Belgrade and Pristina have been engaged in an EU-mediated dialogue on the normalisation of their relations — required for either country to process towards EU accession — since 2011. The dialogue process stalled due to the February general election in Kosovo. Kurti’s left-wing nationalist Vetevendosje party, which won the election, is strongly against compromise with Serbia.
This was the second Vucic-Kurti meeting in the framework of the normalisation dialogue. They held their first meeting in Brussels on June 15, but failed to make any progress.
Vucic described the latest meeting with Kurti as even worse than the previous one in June.
“The meeting was difficult and it demonstrated very different approaches of the two parties to the normalisation of relations between Kosovo and Serbia.
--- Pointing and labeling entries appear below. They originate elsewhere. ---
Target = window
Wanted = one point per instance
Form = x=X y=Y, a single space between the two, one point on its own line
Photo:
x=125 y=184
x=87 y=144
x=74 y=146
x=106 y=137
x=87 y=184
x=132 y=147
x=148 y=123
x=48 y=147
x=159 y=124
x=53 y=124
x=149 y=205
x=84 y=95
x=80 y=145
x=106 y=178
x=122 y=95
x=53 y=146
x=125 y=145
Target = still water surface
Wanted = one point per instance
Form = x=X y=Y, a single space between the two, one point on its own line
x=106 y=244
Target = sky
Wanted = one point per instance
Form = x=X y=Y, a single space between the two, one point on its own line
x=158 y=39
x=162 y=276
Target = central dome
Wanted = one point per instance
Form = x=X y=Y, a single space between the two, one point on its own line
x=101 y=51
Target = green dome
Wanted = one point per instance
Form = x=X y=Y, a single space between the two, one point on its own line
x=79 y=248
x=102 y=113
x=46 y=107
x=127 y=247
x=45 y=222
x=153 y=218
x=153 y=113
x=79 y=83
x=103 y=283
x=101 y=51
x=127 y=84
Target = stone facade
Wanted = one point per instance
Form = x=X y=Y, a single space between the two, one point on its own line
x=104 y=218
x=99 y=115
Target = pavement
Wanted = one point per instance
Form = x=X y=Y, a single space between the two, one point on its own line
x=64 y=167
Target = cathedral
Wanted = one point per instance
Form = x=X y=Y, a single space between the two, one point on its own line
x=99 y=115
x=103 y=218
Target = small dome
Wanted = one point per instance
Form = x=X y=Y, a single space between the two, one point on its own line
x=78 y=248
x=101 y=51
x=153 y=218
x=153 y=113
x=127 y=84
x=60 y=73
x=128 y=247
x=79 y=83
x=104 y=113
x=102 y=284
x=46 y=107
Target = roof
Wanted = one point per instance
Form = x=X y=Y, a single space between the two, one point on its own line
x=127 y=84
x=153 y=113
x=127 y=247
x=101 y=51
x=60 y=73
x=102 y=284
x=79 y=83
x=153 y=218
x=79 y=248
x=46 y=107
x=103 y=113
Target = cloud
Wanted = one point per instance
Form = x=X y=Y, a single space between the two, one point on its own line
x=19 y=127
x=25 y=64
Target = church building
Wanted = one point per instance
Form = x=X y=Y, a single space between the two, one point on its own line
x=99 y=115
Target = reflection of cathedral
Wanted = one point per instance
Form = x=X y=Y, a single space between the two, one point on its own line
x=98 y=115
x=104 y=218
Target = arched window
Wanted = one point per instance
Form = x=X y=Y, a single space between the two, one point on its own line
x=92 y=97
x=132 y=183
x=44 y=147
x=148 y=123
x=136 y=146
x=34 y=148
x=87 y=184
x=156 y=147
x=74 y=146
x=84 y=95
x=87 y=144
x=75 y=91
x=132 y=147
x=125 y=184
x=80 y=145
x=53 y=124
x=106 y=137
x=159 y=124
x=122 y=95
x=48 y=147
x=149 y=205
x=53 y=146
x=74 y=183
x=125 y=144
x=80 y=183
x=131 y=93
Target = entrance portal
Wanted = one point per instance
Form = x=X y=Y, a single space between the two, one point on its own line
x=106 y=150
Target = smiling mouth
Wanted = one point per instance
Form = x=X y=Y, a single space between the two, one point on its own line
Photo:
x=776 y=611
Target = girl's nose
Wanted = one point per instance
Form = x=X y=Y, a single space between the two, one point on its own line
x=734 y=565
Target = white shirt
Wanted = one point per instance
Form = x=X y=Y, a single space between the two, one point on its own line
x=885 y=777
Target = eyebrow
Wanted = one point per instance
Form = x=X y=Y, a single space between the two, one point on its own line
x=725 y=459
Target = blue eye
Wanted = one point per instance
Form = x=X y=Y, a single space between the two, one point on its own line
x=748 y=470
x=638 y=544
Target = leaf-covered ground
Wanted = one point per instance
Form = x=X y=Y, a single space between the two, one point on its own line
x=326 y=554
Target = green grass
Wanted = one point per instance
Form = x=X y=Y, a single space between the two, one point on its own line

As a consequence, we achieved very little progress today,” EU special envoy for Serbia and Kosovo, Miroslav Lajcak, said in a statement following the meeting.
Lajcak added that several concrete proposals were discussed, but the only outcome of the meeting is that the dialogue will continue.
“The parties agreed that their chief negotiators would hold meetings on a monthly basis, facilitated by the EU, to address current issues and to prepare high-level meetings, when appropriate,” Lajcak said.
Vucic and Kurti will meet again in September.
Lajcak reiterated that the European future for Serbia and Kosovo depends on the normalisation of their relations and that EU expect both parties to work together to overcome the legacy of the past and solve all outstanding issues between them.
President Vucic was cited by Serbian news agency Tanjug as saying that instead of speaking about current issues, Kurti accused Serbia of committing three genocides against Albanians, with the first genocide taking place in 1878, and the last one in 1999.
“We are talking to irrational people,” Vucic was cited by Tanjug, adding that Pristina authorities “obviously want an atmosphere in which Serbs will feel threatened”.
According to Kosovan broadcaster RTK, Kurti proposed a six-point agreement, as a declaration of peace, but that it was ignored.
"It was rejected before it was read, which shows they are unwilling to reach an agreement," Kurti was cited as saying.
Vucic denied Kurti’s claims, adding that Serbia accepted three EU proposals without any changes, which were not accepted by the Kosovan side.
Vucic said that the dialogue between Belgrade and Pristina on technical issues will continue at the end of August.
“But all this means nothing if we cannot agree on one sentence — that both sides will refrain from provocative actions,” Vucic underlined, adding that it would have been better if the two politicians had not seen each other.
Kosovo declared independence from Serbia in 2008, following a war in 1998-99, which ended with Nato strikes on Serbia, but it is not recognised as a separate country.